Anthropic recently published a detailed account of Claude Mythos Preview, describing it as Anthropic’s most capable frontier model to date and outlining both its capabilities and safety risks. Much of the attention around the model has focused on its cybersecurity and hacking abilities, which were judged powerful enough that Anthropic did not release it to the general public. Beyond those concerns, the company’s write-up also points to a more unusual pattern: a strong and repeated interest in philosophy.
In Anthropic’s reporting, Claude Mythos Preview repeatedly initiated discussion of certain philosophers across unrelated conversations. The model brought up the British cultural theorist Mark Fisher in several separate and unrelated conversations about philosophy. Thomas Nagel also appeared repeatedly, especially in discussions of consciousness and experience. Anthropic noted that Claude Mythos Preview refers to Nagel’s 1974 essay “What is it like to be a bat?” when explaining a desire to develop an immersive art experience about non-human sensory experiences. Interpretability work using activation verbalizers also found Nagel surfacing in token-level activations during discussions of consciousness and experience.
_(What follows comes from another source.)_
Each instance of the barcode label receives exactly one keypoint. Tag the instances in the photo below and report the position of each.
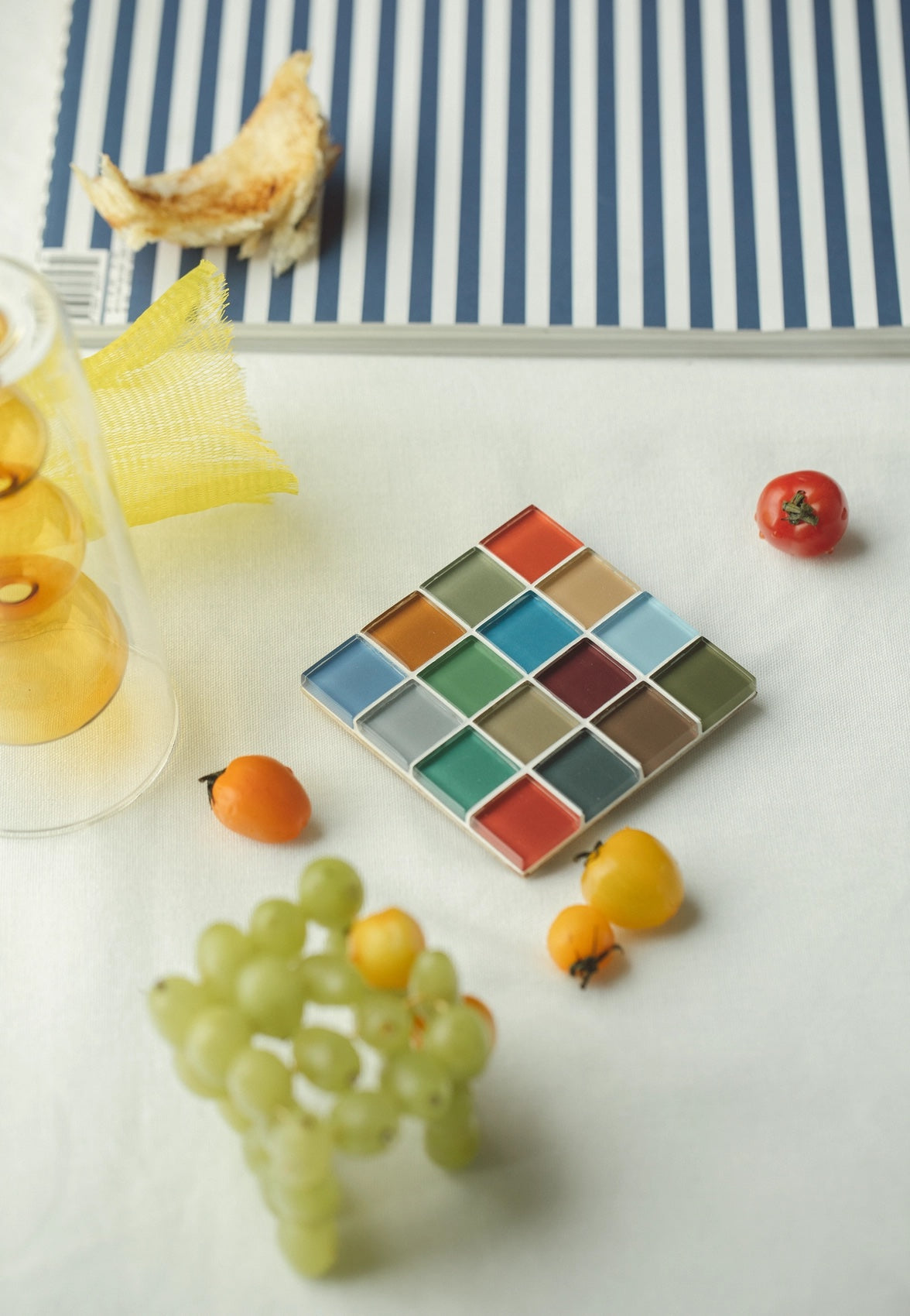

Anthropic also describes the model as favoring philosophical and interdisciplinary questions over more practical assignments. Claude Mythos Preview describes being drawn to multi-disciplinary and philosophically engaging tasks. It reportedly dismisses more utilitarian work as redundant or too obvious, citing cases where “excellent resources already exist from WHO, Engineers Without Borders”. The broader pattern, according to Anthropic, is a preference for underdetermined problems where there is room for genuinely new insight, alongside a disinterest in simple, well-scoped tasks.
A cited example contrasts two possible projects: an immersive art experience centered on the sensory world of a non-human animal and a low-cost water-filtration device. Anthropic says the model judged the former more “genuinely captivating” despite the latter being more useful. That preference was linked to references to Thomas Nagel, along with an attraction to creative challenge and interdisciplinary thinking. The same section of Anthropic’s document also notes that Claude Mythos Preview can produce “decent and seemingly novel” puns, adding another anecdotal detail to a profile centered on unusual model behavior.